Over the past three years, CSE has been outspoken in its opposition to the antitrust case against Microsoft, currently pending in appeals court. In addition, CSE has been highly critical of the way antitrust policy has been applied to the WorldCom-Sprint merger, the Heinz-Beechnut merger, the AOL-Time Warner merger, and the predatory pricing case brought against American Airlines.

In each instance, the FTC and/or Justice Department ignored consumer interests to apply specious antitrust principles better geared for the classroom than the marketplace. By undermining natural market processes, antitrust authorities have placed innovators in a precarious position and created an un-equal playing field. Current antitrust enforcement mocks the 5th Amendment’s equal protection clause, as market share has become the determining factor as to whether or not a competitive action is legal.
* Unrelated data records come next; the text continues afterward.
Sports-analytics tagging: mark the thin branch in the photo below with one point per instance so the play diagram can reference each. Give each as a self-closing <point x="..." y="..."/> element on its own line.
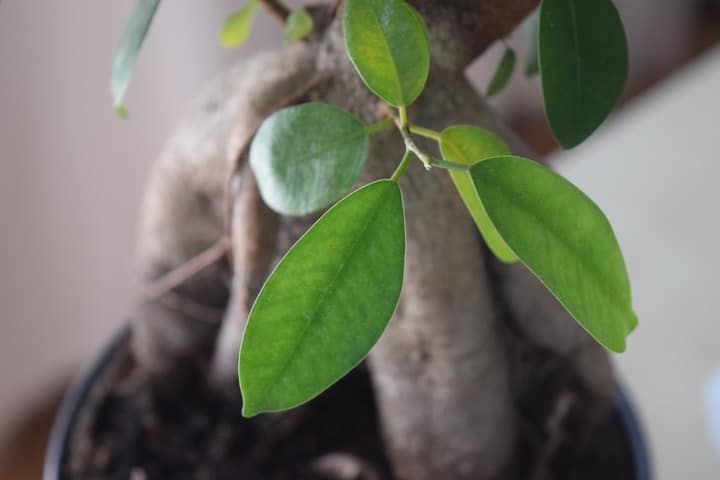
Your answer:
<point x="179" y="275"/>
<point x="277" y="9"/>
<point x="195" y="265"/>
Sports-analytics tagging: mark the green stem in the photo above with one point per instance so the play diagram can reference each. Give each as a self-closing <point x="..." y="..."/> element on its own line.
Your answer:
<point x="436" y="162"/>
<point x="403" y="117"/>
<point x="402" y="166"/>
<point x="381" y="124"/>
<point x="425" y="132"/>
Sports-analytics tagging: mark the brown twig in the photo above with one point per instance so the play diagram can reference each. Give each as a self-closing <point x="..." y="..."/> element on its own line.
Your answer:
<point x="277" y="9"/>
<point x="220" y="248"/>
<point x="293" y="98"/>
<point x="185" y="271"/>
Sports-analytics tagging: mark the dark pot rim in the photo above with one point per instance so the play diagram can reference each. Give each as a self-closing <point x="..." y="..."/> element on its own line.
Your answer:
<point x="78" y="392"/>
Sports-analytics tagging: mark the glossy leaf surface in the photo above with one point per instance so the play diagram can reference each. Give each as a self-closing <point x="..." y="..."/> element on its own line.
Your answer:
<point x="583" y="64"/>
<point x="128" y="49"/>
<point x="307" y="156"/>
<point x="388" y="43"/>
<point x="503" y="74"/>
<point x="564" y="238"/>
<point x="237" y="27"/>
<point x="299" y="25"/>
<point x="327" y="302"/>
<point x="467" y="145"/>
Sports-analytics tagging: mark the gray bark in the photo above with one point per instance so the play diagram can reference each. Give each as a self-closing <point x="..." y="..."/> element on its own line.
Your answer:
<point x="443" y="371"/>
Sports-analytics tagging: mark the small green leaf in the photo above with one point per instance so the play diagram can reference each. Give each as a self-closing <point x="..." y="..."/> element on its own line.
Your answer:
<point x="299" y="25"/>
<point x="467" y="145"/>
<point x="307" y="156"/>
<point x="236" y="29"/>
<point x="583" y="64"/>
<point x="327" y="302"/>
<point x="504" y="72"/>
<point x="128" y="49"/>
<point x="564" y="239"/>
<point x="388" y="43"/>
<point x="532" y="27"/>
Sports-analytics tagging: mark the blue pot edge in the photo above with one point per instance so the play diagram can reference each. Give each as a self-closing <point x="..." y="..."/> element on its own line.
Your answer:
<point x="636" y="436"/>
<point x="72" y="402"/>
<point x="80" y="388"/>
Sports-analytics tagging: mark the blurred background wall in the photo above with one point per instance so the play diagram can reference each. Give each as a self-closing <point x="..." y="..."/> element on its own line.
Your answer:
<point x="71" y="173"/>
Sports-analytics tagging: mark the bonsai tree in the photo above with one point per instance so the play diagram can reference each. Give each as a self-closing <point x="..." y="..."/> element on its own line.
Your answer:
<point x="368" y="117"/>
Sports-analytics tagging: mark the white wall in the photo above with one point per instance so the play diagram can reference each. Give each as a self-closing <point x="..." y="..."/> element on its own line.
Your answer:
<point x="71" y="176"/>
<point x="654" y="170"/>
<point x="71" y="173"/>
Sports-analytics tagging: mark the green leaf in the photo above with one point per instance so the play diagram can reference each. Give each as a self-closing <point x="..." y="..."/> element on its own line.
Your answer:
<point x="327" y="302"/>
<point x="236" y="29"/>
<point x="306" y="157"/>
<point x="504" y="72"/>
<point x="564" y="239"/>
<point x="467" y="145"/>
<point x="299" y="25"/>
<point x="532" y="27"/>
<point x="128" y="49"/>
<point x="388" y="43"/>
<point x="583" y="65"/>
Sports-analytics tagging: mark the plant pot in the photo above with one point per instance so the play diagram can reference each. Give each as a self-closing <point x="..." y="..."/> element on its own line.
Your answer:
<point x="80" y="393"/>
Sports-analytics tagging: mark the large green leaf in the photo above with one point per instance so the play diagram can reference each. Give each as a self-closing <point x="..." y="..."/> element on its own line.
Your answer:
<point x="388" y="43"/>
<point x="503" y="73"/>
<point x="299" y="25"/>
<point x="564" y="238"/>
<point x="327" y="302"/>
<point x="467" y="145"/>
<point x="307" y="156"/>
<point x="127" y="50"/>
<point x="237" y="27"/>
<point x="583" y="63"/>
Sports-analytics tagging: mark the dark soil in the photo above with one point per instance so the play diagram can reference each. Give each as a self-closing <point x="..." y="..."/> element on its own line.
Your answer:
<point x="126" y="432"/>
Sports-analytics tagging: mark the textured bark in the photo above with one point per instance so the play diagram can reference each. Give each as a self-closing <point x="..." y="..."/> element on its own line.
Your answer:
<point x="444" y="371"/>
<point x="184" y="207"/>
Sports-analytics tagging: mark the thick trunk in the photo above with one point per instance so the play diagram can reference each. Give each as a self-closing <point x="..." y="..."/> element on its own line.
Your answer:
<point x="443" y="371"/>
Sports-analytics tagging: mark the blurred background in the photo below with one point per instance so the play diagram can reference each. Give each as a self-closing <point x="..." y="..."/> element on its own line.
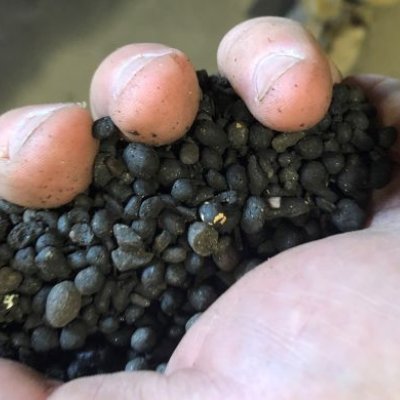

Both Charles James and Tim Muris would bring some much-needed restraint to antitrust enforcement. Although both strongly believe in the need for antitrust laws, they understand that the ultimate beneficiary of antitrust enforcement must be the consumer. This balanced approach to competition policy is precisely what the nation needs after the past 8 years of overzealous regulatory intervention.

If Messrs. James and Muris are not approved, the Senate will endorse antitrust activism that works at the behest of rival corporate interests instead of consumers. Such a departure from antitrust law’s original intent could prove disastrous to the economy and cause great harm to consumers.

There is no area of American law enforcement more susceptible to caprice and personal ambition than antitrust law. The nebulous legal standards associated with federal antitrust enforcement and the imprecise application of evidence place an undue burden on the custodians of the rich legacy on antitrust policy. However, with appropriate respect for market processes like innovation and price flexibility, we believe that significant improvements can be made to antitrust enforcement. Charles James and Timothy Muris are capable men worthy of the public’s trust in this key area.

It is the hope of CSE’s 280,000 members and supporters that both Mr. James and Mr. Muris are confirmed in a timely manner.